Mais soyez vigilant si l’on vous demande votre avis, veillez bien à conserver votre Neutralité et votre Impartialité dans vos réponses. Vous n’êtes pas là pour valider quoique ce soit et à la question « qu’en pensez-vous ? », jouez plutôt de la distanciation et répondez « vous en doutez ? ». Vous favoriserez alors la réflexion, sinon pourquoi douter ? En les amenant dans ce questionnement, vous renforcerez encore un peu plus l’implication dans leurs choix.

Enfin. Aidez-les à formaliser un projet commun.

9 / TROUVEZ UN ACCORD CONSENSUEL

 Là, 2 solutions s’offrent à vous :

- L’accord consensuel demeure verbal, il se cèle alors généralement par une solide poignée de mains. (Voir plus, si affinité retrouvée)

- Les partis pourront demander que l’accord soit écrit.

Il devra alors être rédigé en 2 exemplaires et sur papier libre, sans entête, sans logos, ni pied de page.

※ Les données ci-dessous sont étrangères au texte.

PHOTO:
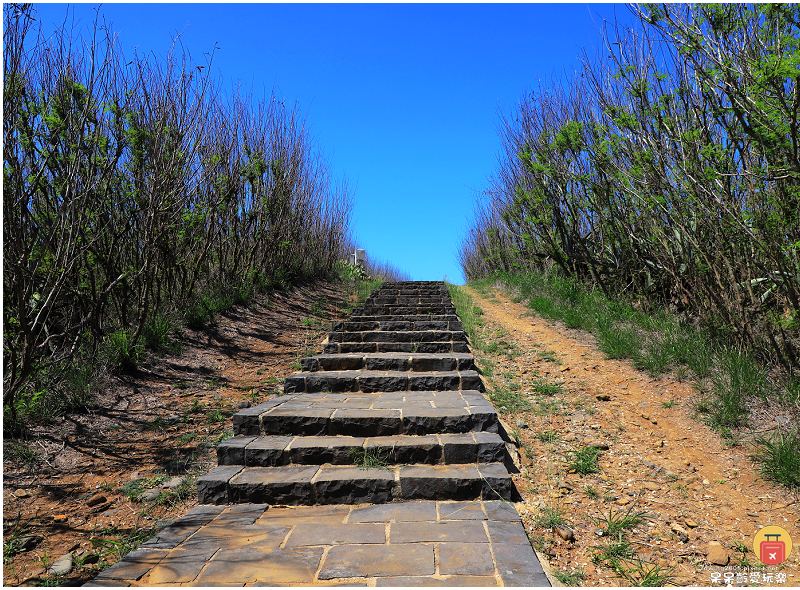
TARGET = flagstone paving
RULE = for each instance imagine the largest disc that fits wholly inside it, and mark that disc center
(383, 466)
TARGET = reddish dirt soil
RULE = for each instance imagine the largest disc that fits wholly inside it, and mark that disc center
(660, 459)
(164, 420)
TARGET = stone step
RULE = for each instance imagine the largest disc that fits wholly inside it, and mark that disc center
(423, 324)
(405, 310)
(433, 449)
(364, 414)
(417, 362)
(342, 484)
(408, 318)
(385, 299)
(374, 381)
(399, 336)
(390, 347)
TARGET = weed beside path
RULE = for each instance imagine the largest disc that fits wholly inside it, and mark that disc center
(616, 459)
(98, 483)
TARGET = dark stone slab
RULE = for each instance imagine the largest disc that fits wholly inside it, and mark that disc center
(253, 565)
(268, 451)
(305, 421)
(290, 484)
(448, 581)
(315, 450)
(444, 381)
(333, 381)
(351, 485)
(389, 362)
(180, 565)
(247, 421)
(352, 561)
(507, 532)
(499, 510)
(466, 559)
(464, 531)
(425, 364)
(409, 449)
(461, 511)
(526, 580)
(212, 488)
(460, 448)
(425, 420)
(356, 422)
(377, 382)
(490, 447)
(403, 512)
(173, 535)
(133, 566)
(471, 380)
(240, 515)
(497, 482)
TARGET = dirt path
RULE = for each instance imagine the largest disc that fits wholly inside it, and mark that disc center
(659, 460)
(157, 427)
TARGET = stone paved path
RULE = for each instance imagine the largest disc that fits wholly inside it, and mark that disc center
(383, 466)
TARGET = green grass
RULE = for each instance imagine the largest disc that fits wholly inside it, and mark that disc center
(573, 578)
(133, 489)
(370, 458)
(549, 517)
(584, 460)
(547, 436)
(778, 457)
(646, 575)
(615, 523)
(657, 342)
(614, 550)
(508, 401)
(547, 389)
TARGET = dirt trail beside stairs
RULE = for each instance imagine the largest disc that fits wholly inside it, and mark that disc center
(658, 459)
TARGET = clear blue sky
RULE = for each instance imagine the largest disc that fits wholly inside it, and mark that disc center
(402, 98)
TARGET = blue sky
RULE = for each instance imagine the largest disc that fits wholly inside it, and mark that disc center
(403, 99)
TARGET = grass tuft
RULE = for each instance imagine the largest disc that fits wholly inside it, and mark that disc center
(778, 458)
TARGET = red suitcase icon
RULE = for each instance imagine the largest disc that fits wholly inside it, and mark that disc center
(772, 552)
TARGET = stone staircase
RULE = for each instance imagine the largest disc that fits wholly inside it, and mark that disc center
(393, 411)
(382, 465)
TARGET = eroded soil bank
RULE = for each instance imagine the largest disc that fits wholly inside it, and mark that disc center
(105, 474)
(659, 460)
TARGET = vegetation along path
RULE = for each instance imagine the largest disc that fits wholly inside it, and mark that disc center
(381, 464)
(620, 483)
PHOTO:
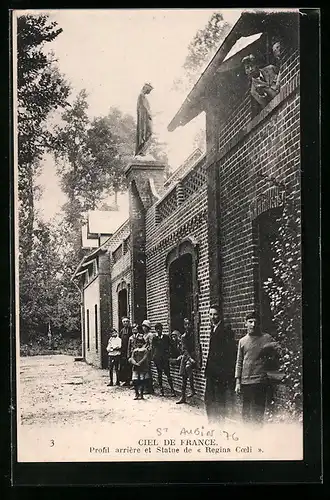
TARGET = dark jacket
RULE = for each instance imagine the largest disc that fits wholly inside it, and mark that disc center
(222, 354)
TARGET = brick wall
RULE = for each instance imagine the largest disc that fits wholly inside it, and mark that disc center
(189, 220)
(92, 298)
(268, 147)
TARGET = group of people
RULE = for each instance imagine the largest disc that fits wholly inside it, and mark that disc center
(247, 369)
(133, 351)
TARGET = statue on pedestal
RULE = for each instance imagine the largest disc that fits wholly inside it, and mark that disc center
(144, 127)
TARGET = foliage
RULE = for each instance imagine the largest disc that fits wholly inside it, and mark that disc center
(92, 156)
(204, 45)
(284, 291)
(61, 345)
(40, 90)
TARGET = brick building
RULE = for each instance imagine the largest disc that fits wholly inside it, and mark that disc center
(204, 234)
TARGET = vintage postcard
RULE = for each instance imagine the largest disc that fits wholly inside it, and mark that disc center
(158, 246)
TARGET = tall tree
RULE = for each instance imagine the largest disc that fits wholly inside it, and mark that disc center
(40, 90)
(92, 156)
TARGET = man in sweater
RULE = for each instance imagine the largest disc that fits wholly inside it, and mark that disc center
(250, 371)
(219, 370)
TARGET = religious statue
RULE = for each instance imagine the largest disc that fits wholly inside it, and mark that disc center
(265, 82)
(144, 121)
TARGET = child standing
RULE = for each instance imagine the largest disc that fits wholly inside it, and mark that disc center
(140, 362)
(113, 348)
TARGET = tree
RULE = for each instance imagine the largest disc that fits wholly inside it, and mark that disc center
(92, 156)
(40, 90)
(201, 48)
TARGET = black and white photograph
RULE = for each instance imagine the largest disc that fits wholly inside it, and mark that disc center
(158, 242)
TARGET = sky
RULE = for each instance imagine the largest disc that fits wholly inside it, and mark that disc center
(112, 53)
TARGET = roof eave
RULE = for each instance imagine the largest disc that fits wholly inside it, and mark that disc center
(247, 24)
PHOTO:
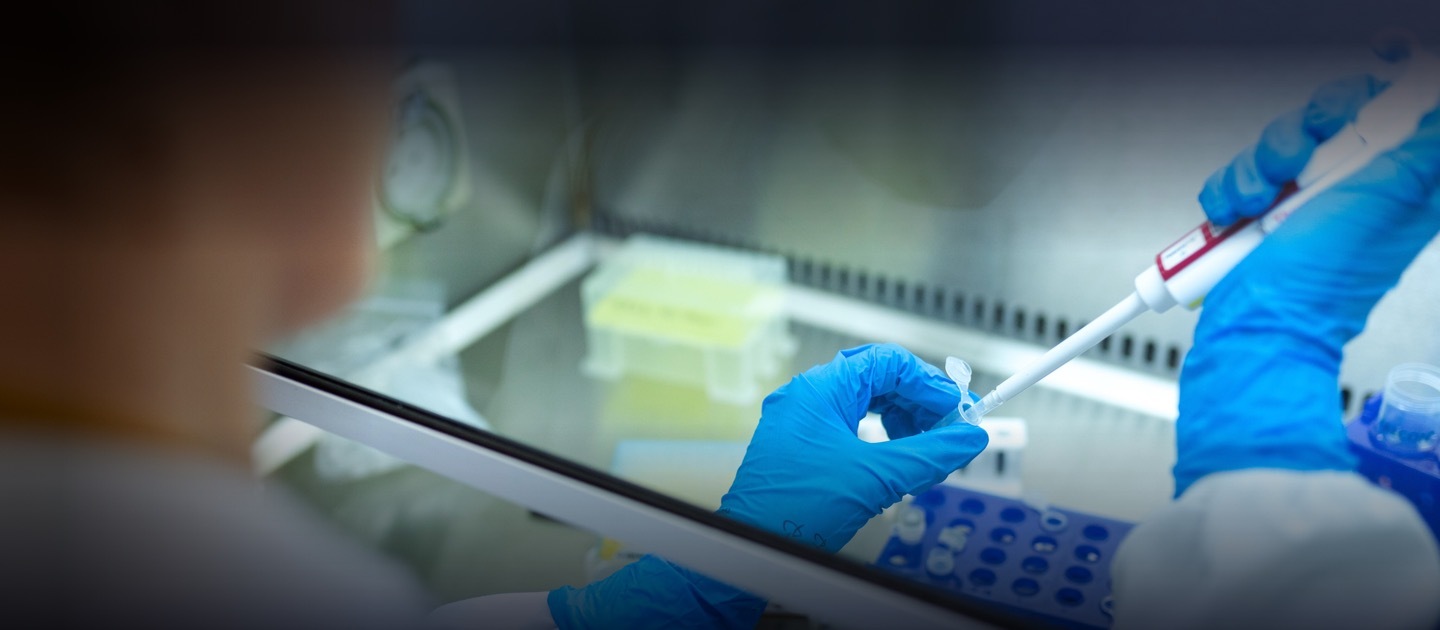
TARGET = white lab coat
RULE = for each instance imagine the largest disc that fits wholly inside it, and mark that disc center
(1279, 550)
(105, 534)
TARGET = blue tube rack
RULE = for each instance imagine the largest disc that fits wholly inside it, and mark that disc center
(1416, 478)
(1053, 565)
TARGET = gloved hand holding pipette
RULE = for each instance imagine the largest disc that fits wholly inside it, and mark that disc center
(1262, 187)
(1272, 528)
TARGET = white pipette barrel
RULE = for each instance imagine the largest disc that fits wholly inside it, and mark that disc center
(1083, 340)
(1185, 271)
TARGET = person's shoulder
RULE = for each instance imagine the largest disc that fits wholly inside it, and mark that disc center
(169, 538)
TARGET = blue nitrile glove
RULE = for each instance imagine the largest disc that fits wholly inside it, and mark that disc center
(1260, 387)
(807, 476)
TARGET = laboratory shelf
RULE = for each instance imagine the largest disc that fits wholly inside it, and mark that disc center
(1099, 436)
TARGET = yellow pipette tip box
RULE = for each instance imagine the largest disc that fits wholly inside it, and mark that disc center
(690, 314)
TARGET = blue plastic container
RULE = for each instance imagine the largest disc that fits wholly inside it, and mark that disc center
(1053, 564)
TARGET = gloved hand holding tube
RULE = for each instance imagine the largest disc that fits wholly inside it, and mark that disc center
(805, 476)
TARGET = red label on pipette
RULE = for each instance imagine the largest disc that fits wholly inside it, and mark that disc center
(1194, 245)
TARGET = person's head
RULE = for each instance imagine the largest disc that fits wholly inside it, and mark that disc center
(259, 127)
(179, 186)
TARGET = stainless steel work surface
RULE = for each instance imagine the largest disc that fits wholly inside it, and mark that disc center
(527, 383)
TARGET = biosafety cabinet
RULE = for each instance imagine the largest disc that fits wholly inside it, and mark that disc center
(599, 253)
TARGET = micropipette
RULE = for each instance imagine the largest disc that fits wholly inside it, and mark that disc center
(1185, 271)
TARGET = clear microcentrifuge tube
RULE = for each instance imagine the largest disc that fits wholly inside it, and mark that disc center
(1409, 420)
(959, 371)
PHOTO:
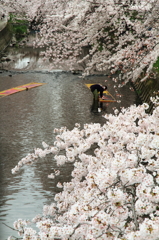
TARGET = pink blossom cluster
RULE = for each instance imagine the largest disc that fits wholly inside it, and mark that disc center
(114, 191)
(113, 35)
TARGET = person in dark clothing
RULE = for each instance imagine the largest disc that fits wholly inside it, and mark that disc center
(96, 88)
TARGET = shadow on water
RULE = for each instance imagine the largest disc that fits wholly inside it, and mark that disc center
(29, 117)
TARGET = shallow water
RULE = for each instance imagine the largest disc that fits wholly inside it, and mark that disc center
(29, 117)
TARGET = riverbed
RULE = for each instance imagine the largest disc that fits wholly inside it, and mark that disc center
(28, 118)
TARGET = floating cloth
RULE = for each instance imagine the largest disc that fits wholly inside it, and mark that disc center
(19, 89)
(107, 97)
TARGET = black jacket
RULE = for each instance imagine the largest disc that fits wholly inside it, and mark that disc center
(99, 89)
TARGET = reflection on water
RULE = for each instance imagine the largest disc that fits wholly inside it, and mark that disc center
(29, 117)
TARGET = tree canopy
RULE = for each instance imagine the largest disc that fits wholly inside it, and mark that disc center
(116, 36)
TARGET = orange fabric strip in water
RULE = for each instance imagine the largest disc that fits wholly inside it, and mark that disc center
(19, 88)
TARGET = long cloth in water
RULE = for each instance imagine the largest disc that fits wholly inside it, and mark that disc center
(19, 89)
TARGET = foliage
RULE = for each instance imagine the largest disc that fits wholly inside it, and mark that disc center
(19, 26)
(114, 191)
(131, 44)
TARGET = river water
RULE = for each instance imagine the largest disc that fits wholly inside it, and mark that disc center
(29, 117)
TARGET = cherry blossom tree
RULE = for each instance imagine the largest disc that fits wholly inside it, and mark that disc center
(116, 36)
(114, 191)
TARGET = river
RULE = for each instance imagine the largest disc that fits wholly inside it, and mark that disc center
(27, 119)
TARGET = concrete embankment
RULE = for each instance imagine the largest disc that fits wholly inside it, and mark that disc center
(5, 37)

Vous pourrez éventuellement, à leur demande, offrir en service la transcription de celui-ci sur informatique mais en aucun cas, vous ne serez le rédacteur et encore moins cosignataire du dit accord (Conformément au Codéome).

Et si toutefois il demeurait chez les parties un doute sur la validité du document, libre à elles de le faire

- valider par un conseil,

- enregistrer chez un notaire

- homologuer par un juge qui lui donnera alors, une force exécutoire.

10 / CLAUSE DE MEDIATION

Dans tous cas, quel que soit l’issue de la médiation, dans l’accord mais aussi au-delà de l’accord, assurez-vous d’obtenir pour le futur, l’engagement des parties d’être vigilantes au maintien de qualité relationnelle nouvellement rétablie, ainsi que l’assurance d‘un retour à la médiation dans le cas contraire.

Faites ajouter une clause de médiation dans ce sens en fin de rédaction si l’accord est écrit. Celle-ci devra être rédigée en conformité avec le Codéome. Vous trouverez les détails de son contenu ainsi que des exemples dans l’article correspondant dans le code de la médiation (2 ème Edition), en pages 403 à 405 du Livre II.